Halsey et al. reply:

We agree with Lazzeroni et al. that researchers often believe P values are infallible1. If the intervals Lazzeroni et al. propose were obligatory with each presentation of P, the unthinking use of the unqualified P value would be undermined2. In theory this would be an excellent outcome.

However, in practice, simply providing tools for quantifying the fickleness of P will highlight an endemic problem without offering any treatment.
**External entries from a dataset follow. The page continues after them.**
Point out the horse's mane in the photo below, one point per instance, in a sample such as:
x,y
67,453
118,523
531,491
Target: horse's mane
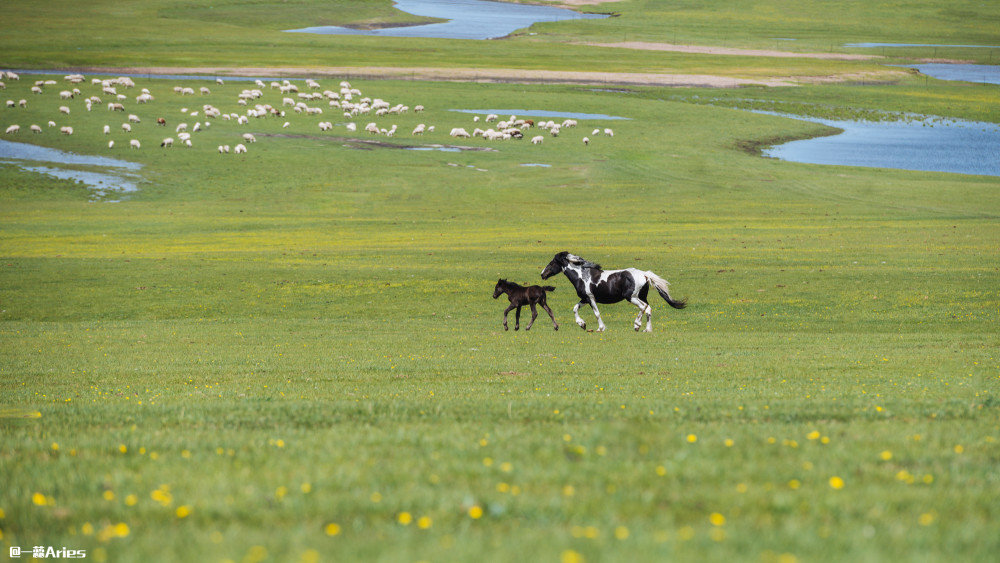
x,y
507,283
584,263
Whereas Lazzeroni et al. suggest providing information to support P, we have suggested using measures that supersede P for interpreting data3,4. Effect sizes can be standardized, are not based on dichotomous decision making (the flaws of which severely limit the value of statistical power5) and address the more natural research question of how big the effect is, rather than simply asking whether there is an effect3,6. And 95% confidence intervals for the effect size provide a more consistent indication of the true (population-level) condition than does P. Thus comparing the effect sizes and confidence intervals of several similar studies typically uncovers a coherent pattern that is masked when only the P values of those studies are compared2. Furthermore, and crucially, the sample effect sizes and confidence limits of multiple studies can be combined for meta-analysis, enabling researchers to home in on the true effect.

Although we do not encourage the use of power analysis, Lazzeroni et al.'s figure supports our own illustration of the variability in P. As both our models7 and Lazzeroni et al.'s models demonstrate, unless the results of an experiment show a very marked pattern in the data, the reported P value will be accompanied by limits so broad as to render P uninterpretable. Put simply, P is untrustworthy unless the statistical power is very high (above 90%), which offsets advantages of P such as its simplicity. As researchers better appreciate the typically artificial nature of the null hypothesis3 and the limited capacity of P to support hypothesis testing, we believe that P will become much less highly valued.